Monday, August 4, 2014

The unfortunate iOS Developer

Hi there,

last week I was struggeling with iOS development. I was so deep into learning and coding that I simply had no nerve to write something in the blog.
It started very well. It was just me, xcode beta and the new programming language swift all together following one target: Developing my app.

What costs me most of the time was layouting.
I was coming from android development where its standard to have the xml files and a visual dummy representation, where I can see what the view will look like. That in mind I thought its a good idea to have a visual representation in the iOS app as well.
First I got in touch with the storyboard which is created by default. It was working quit ok in the beginning. Then I wanted to use a third party library which was shipped with examples based on xib files. While storyboards containing usually more than one view(-controller) a xib file contains only one. So I learned to use xib files too (just for fun, haha).

After doing this excurse I returned to storyboards and wanted to get into serious development: The plan was to position my elements and then be happy. It shouldn't be.
Unfortunately iOS is using absolute positioning in the standard views only which makes it impossible (for me) to dynamically hide and show elements. Maybe this is one reason that iOS is running so smothly compared to Android. All elements do not care about any other than themselfes.

There is a way to use constraints for hiding and showing.
Unfortunately its to big effort to make all the constraints and results in confusing code.

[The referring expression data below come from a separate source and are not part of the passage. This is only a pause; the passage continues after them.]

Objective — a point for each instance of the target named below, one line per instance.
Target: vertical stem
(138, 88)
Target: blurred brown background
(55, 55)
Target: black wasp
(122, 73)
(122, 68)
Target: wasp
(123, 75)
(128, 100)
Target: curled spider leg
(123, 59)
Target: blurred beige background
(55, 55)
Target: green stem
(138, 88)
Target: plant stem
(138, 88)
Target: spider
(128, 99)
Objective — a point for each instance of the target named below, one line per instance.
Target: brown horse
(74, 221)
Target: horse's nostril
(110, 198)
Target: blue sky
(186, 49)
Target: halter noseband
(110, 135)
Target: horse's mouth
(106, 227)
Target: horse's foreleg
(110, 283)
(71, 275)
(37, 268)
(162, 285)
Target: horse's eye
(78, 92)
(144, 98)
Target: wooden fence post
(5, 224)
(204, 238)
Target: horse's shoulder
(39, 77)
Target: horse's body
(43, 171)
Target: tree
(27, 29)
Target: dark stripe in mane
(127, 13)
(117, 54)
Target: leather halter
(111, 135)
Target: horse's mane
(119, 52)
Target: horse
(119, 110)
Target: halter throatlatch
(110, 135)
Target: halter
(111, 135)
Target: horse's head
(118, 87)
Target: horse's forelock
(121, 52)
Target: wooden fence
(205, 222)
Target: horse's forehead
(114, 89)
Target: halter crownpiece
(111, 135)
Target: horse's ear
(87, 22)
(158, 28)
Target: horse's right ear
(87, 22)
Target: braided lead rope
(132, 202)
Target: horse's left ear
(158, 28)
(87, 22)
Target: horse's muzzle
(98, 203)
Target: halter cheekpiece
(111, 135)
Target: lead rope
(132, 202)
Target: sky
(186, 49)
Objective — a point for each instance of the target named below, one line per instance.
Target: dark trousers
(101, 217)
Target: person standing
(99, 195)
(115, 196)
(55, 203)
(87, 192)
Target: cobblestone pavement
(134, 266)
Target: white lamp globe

I realized that static table layout could be a solution. I tried to define it in the storyboard.
Unfortunately xcode has a bug that prevented me from using custom cells in the storyboard so that wasn't a solution either.

Then I was trying some third party library call QuickDialog. I got the samples to run.
Unfortunatly I wasn't able to integrate the lib into my project. Also I realized that the lib is a little bit oversized for my project.

So I decided to use the only real way: doing it in code. No visual presentation, but who cares since I'm the only one who needs to do something in the project. Doing it programmatically allows me to render elements depending on certain conditions. I really can recommend to take a look into this autolayout example library.